По-другому сложилась судьба азербайджанского поэта Мамеда Исмаила. Юрий Кузнецов в своё время написал о нём небольшую статью «Слово о достойном». Он отметил несколько определяющих моментов в его биографии. Во-первых, неслучайность имени, в котором «слились имена пророка Мухаммеда и шаха Исмаила Хатаи, покровителя искусств и полководца». Второе — ранняя потеря отца, погибшего на фронте. Третье — приобщение в детстве через музыкальный инструмент саз к народному эпосу «Кер-Оглу», который, как и эпосы целого ряда других народов Востока, официальная власть долгое время считала сводом якобы реакционных песен.

С годами Исмаил выстроил свою поэтическую систему. Как заметил Кузнецов, «его мир обладает вращательным движением. Он закруглён и вращается вокруг светящегося центра <…> От круга недалеко до шара. Недаром поэт часто прибегает к образу плода».

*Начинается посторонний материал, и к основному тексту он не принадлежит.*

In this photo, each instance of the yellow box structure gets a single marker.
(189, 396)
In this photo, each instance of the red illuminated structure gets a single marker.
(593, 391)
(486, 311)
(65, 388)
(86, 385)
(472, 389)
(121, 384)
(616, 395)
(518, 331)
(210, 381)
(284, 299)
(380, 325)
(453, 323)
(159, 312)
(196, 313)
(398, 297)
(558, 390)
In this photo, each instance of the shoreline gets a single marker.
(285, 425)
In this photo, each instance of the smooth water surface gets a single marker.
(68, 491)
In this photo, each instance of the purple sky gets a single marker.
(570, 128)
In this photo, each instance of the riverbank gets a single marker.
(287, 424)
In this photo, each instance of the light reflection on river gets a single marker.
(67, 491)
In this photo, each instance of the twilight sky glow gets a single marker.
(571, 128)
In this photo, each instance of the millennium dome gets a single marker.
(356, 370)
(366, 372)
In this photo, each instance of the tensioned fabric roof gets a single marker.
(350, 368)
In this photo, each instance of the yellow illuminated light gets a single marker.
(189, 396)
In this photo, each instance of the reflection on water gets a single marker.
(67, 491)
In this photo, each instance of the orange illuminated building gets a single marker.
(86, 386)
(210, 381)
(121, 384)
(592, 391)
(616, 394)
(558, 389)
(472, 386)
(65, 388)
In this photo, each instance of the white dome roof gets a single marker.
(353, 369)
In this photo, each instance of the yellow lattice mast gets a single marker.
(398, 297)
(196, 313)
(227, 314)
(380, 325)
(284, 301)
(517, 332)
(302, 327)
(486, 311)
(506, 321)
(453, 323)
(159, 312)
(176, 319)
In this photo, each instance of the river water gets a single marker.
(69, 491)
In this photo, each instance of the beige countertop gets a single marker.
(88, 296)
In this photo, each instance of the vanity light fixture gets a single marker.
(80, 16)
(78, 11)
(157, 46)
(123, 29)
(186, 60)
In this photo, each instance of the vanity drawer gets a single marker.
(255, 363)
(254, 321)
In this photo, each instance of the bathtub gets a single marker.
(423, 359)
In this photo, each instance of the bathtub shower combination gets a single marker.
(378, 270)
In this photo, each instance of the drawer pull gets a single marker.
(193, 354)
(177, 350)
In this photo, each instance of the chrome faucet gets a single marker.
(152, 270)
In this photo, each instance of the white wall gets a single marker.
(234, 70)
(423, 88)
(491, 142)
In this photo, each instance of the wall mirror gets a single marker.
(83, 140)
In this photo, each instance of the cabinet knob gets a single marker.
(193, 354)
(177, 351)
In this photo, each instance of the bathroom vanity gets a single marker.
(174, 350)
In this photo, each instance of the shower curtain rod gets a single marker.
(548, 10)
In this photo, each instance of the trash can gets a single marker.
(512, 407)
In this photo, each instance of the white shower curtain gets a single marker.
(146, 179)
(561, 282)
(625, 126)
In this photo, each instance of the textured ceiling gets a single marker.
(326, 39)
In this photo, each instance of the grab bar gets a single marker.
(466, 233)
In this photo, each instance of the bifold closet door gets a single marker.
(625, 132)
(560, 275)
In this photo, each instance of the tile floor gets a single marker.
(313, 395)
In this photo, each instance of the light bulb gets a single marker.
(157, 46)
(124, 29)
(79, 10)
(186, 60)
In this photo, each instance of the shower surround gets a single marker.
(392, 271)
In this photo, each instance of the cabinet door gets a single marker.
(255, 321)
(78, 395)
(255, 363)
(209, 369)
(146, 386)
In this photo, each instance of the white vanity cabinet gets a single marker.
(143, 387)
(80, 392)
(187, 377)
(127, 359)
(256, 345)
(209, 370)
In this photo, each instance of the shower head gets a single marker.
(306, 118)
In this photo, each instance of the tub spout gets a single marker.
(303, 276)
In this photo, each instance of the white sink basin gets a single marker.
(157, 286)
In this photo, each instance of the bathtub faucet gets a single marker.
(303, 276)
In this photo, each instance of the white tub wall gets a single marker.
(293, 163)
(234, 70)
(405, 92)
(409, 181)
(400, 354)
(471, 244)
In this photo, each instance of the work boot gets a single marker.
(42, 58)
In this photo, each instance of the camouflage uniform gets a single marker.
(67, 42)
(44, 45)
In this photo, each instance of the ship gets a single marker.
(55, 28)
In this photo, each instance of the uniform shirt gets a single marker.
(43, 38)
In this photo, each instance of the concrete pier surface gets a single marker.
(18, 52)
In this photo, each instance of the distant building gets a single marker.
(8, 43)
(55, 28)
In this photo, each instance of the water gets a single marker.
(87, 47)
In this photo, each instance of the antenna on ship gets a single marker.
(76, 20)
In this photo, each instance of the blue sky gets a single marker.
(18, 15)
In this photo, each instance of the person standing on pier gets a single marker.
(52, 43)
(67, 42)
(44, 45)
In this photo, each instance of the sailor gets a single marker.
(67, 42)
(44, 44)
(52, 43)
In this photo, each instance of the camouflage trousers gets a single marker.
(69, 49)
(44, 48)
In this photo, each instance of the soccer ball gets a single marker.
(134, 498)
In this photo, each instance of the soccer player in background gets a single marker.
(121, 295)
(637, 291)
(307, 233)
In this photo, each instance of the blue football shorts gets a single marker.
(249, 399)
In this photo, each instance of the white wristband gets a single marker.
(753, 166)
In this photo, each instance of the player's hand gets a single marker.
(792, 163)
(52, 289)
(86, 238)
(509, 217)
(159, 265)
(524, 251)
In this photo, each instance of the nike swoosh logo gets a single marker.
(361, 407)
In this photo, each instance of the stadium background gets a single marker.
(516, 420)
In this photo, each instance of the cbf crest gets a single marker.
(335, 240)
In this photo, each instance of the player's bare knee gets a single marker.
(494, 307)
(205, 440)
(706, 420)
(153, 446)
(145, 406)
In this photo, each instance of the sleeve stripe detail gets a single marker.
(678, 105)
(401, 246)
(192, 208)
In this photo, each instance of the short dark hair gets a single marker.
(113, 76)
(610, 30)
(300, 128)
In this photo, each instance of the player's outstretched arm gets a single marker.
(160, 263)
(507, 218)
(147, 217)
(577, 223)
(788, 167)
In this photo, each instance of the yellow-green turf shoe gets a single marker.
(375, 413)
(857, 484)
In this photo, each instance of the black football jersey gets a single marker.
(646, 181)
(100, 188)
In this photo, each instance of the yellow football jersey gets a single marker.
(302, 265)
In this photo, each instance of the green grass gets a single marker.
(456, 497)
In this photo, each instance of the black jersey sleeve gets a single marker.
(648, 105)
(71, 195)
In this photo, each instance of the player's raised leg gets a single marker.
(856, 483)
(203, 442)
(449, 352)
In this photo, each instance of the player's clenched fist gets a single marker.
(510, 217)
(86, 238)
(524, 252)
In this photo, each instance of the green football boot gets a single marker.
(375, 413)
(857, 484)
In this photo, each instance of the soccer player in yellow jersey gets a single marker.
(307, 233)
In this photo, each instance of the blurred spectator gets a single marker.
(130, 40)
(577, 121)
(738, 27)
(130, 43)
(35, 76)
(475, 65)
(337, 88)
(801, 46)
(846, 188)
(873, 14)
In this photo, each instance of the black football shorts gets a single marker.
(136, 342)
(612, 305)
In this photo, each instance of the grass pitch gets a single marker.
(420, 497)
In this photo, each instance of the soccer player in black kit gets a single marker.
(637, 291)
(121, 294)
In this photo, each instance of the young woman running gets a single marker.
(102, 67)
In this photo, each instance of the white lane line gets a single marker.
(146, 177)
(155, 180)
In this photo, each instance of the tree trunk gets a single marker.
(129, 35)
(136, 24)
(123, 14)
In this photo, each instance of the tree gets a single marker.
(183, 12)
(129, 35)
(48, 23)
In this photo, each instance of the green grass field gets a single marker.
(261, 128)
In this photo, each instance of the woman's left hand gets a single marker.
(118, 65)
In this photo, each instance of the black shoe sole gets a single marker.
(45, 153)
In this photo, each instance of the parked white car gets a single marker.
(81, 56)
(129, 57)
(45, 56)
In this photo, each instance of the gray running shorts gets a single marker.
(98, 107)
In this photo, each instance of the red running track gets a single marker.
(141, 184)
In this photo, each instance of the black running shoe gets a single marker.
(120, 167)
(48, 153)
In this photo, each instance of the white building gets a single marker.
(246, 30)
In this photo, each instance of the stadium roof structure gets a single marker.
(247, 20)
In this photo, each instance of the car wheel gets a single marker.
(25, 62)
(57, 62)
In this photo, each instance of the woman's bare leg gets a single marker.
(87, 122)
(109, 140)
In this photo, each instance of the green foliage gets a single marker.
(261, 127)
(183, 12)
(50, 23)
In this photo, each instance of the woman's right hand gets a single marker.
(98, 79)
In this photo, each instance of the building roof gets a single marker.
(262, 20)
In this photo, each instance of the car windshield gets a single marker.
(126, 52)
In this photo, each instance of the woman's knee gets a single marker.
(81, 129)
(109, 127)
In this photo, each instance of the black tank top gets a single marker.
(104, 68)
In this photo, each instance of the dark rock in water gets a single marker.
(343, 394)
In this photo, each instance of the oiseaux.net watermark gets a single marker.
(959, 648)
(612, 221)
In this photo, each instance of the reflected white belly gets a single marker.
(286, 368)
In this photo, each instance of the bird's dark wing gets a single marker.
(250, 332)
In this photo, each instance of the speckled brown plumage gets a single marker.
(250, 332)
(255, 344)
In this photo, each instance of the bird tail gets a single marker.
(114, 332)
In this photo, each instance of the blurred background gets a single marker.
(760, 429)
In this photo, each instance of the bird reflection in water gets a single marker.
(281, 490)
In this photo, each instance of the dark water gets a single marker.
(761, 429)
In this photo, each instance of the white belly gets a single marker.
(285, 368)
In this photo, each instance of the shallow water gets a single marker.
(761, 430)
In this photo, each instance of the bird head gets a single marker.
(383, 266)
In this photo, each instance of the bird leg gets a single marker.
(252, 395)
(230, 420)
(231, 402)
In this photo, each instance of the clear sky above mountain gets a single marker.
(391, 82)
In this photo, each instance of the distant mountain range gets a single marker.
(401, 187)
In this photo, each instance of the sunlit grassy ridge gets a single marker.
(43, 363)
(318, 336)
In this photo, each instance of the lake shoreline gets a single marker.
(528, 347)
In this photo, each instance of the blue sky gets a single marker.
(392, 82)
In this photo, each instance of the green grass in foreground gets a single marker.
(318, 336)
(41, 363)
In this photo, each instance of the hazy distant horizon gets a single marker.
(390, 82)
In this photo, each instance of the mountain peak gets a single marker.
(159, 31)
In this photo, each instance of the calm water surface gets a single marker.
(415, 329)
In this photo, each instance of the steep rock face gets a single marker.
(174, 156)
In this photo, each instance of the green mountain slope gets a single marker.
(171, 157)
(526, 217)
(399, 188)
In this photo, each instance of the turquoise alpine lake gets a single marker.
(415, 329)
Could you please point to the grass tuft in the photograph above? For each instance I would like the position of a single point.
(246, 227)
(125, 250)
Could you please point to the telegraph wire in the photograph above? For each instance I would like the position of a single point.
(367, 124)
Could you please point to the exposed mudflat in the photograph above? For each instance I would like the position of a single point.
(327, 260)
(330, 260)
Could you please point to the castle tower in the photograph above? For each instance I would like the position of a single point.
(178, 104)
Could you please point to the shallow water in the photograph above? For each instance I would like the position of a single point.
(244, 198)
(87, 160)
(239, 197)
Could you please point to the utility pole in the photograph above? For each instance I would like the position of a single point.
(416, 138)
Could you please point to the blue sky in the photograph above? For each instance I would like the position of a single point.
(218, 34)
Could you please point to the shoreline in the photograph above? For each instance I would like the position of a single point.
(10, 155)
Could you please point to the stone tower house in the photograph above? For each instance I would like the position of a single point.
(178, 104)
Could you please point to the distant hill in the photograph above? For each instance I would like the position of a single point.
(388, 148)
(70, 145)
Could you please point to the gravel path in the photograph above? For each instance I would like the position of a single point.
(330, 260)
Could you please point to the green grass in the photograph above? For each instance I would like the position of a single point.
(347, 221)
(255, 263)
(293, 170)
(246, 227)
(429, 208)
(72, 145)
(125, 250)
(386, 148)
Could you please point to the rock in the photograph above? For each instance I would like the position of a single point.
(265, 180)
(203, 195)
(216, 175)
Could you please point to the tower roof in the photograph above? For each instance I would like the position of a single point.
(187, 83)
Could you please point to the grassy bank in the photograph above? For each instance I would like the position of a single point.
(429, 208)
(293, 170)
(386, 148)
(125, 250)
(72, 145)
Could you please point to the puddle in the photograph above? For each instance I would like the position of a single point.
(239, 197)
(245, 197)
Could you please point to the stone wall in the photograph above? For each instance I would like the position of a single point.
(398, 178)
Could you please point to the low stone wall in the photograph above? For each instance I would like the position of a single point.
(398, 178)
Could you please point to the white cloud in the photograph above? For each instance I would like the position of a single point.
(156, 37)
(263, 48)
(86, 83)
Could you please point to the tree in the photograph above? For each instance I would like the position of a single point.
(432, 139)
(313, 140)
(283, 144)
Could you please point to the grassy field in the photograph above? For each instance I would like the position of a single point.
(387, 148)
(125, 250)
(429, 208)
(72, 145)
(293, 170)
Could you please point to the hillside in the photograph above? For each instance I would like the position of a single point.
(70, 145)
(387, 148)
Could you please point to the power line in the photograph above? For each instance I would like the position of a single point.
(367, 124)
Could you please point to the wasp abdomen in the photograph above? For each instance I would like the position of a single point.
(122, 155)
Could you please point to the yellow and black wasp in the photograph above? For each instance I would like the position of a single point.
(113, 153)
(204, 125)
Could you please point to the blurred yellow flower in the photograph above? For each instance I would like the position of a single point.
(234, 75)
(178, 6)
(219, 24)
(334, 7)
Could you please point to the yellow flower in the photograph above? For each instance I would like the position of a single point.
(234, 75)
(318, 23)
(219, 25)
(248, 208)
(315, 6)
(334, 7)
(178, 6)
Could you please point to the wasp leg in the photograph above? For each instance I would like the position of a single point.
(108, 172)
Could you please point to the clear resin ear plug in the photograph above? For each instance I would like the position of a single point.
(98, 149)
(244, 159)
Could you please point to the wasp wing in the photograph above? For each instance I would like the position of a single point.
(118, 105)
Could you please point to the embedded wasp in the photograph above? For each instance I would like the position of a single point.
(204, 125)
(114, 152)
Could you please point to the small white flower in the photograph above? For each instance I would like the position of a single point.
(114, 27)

В случае с Исмаилом надо отметить ещё один существенный момент. В 80-е годы Кузнецов обычно переводил, пользуясь в основном только подстрочниками. К словарям или энциклопедиям он в процессе перевода почти не обращался. Ему это было не нужно. Его интересовали не конкретные исторические факты и даже не образы, а, как правило, бытие. А тут многое решали интуиция и накопленный опыт. По такому же методу Кузнецов в общем-то переводил и Исмаила. Но было одно отличие. Прежде чем взяться за переводы первых его книг «Слово, сказанное в горах» и «Не дайте миру стать обыкновенным», он увидел малую родину поэта.